Permakultur-Gärten, die im Einklang mit der Natur angelegt werden, sind hierbei die ideale Lösung für viele Naturliebhaber: Grundsätzlich geht es dabei darum, dass die nachhaltigen Ökosysteme in ihrer Funktion erhalten (oder regeneriert) und nicht zerstört werden. Damit Sie erfolgreich Permakultur betreiben können, sollten Sie beginnen, die natürlichen Abläufe in der Natur zu beobachten sowie die hier ansässigen Tiere und Pflanzen kennenzulernen.
Die Grundsätze der Permakultur
1. Der Fokus richtet sich bei der Permakultur immer auf Mischkultur, nicht auf Monokultur.
2. Es sollte Zonen geben, die gut genutzt werden und solche, die nicht so häufig bearbeitet werden.
3. Einen Teil des Gartens soll nicht bepflanzt und einfach so gelassen werden, wie er ist.
4. In einem Teil Ihres Gartens können Sie mehrjährige Sträucher anbauen, die nicht so viel Pflege benötigen wie z.B. Beerensträucher.
5. Die Böden sollten immer gemulcht oder mit Pflanzen bedeckt werden.
Oase der Ruhe
Damit Sie die freie Zeit in Ihrem Garten genießen können, denken Sie auch daran, eine Zone einzuplanen, in der Sie entspannen können.

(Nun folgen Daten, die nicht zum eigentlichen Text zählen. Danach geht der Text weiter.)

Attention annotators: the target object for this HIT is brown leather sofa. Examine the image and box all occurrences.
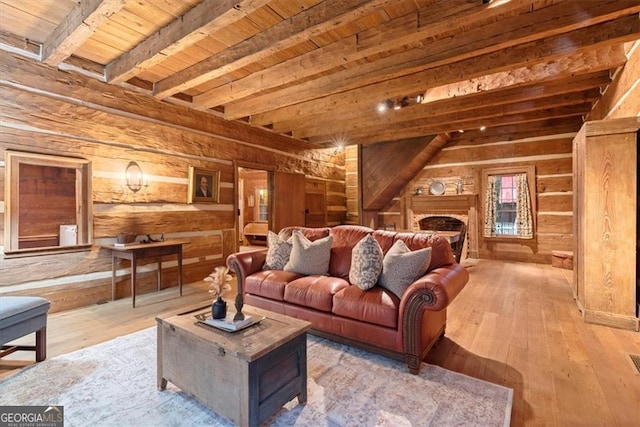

Wer gerne Zeit im Freien verbringt, kann sich eine Hängematte oder eine Gartenbank* und einen Tisch kaufen, um draußen relaxen, lesen oder essen zu können. Dank der unterschiedlichen Stile, die im Handel angeboten werden – ob shabby oder retro, ob modern oder rustikal – kann jeder für seinen Geschmack das Richtige finden und sich seine persönliche Gartenoase schaffen.
Fazit
Ein Tiny House kann eine gute Wohnlösung sein, um sich materiell zu verkleinern, bewusster zu leben und mehr Zeit draußen zu verbringen. Voraussetzung ist ein geeigneter Bauplatz, an dem das Aufstellen eines Tiny Houses zu Wohnzwecken genehmigungsfähig ist. Ein Garten, der nach den Grundsätzen der Permakultur bewirtschaftet wird, kann dieses nachhaltige Wohnkonzept abrunden und im Verbund mit der nötigen Haustechnik die Grundlage für ein weitgehend autarkes Leben schaffen.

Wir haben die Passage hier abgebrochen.